3 de dez. de 2009

A loucura em Um Estranho no Ninho, Melhor é Impossível e O Iluminado

Por Gabriella Hauber


Falta de juízo, psicose, demência, insensatez. Loucura. As quatro primeiras palavras deste texto são algumas definições de “loucura”, mas existem várias outras. Afinal, definir o que seria uma pessoa louca, por exemplo, é complicado. Até porque há vários “tipos” de loucuras.

Um estranho no ninho, Melhor é impossível e O iluminado são três filmes que abordam esse tema, mas de maneiras distintas. Não só por serem de três diretores diferentes (Milos Forman, James L. Brooks e Stanley Kubrick, respectivamente), mas também por trabalharem com o que pode ser chamado de “tipos” de loucura diversos.
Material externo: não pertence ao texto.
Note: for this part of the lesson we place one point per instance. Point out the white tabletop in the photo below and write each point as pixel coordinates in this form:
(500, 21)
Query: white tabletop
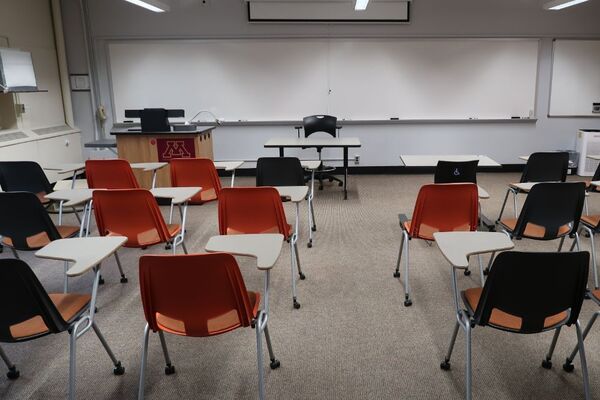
(85, 252)
(228, 165)
(150, 166)
(71, 197)
(312, 165)
(428, 160)
(295, 194)
(265, 247)
(178, 195)
(457, 246)
(313, 142)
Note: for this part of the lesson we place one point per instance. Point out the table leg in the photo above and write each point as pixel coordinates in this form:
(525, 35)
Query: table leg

Todos com o mesmo ator no papel do que poderia ser considerado o louco da história: Jack Nicholson.

A escolha de Jack Nicholson para o papel principal não á aleatória, os três filmes se sustentam muito na sua interpretação. Ele é um ator que sabe representar e incorporar o papel de louco com expressões fortes e marcantes, daquelas que ficam na cabeça do espectador mesmo depois que o filme acaba, como os closes no rosto de Jack, em O iluminado. Inclusive, neste filme, uma das cenas mais marcantes - quando Jack coloca a cabeça num buraco de uma porta quebrada e diz algo como “é só o Jack” - foi uma improvisação de Nicholson.


É impressionante como seus “acessos” de loucura são diferentes em cada filme, variando de acordo com o contexto. Foram merecidos os Oscar de melhor ator que recebeu por Melhor é impossível e Um estranho no ninho. Ora ele é o neurótico que nos faz rir, com seu Transtorno Obsessivo Compulsivo (Melhor é impossível), ora deixa o espectador apreensivo, ao incorporar o psicopata (O iluminado). Ou até mesmo aquele nos diverte fingindo-se de louco, “infiltrado” entre os pacientes de uma clínica psiquiátrica (Um estranho no ninho).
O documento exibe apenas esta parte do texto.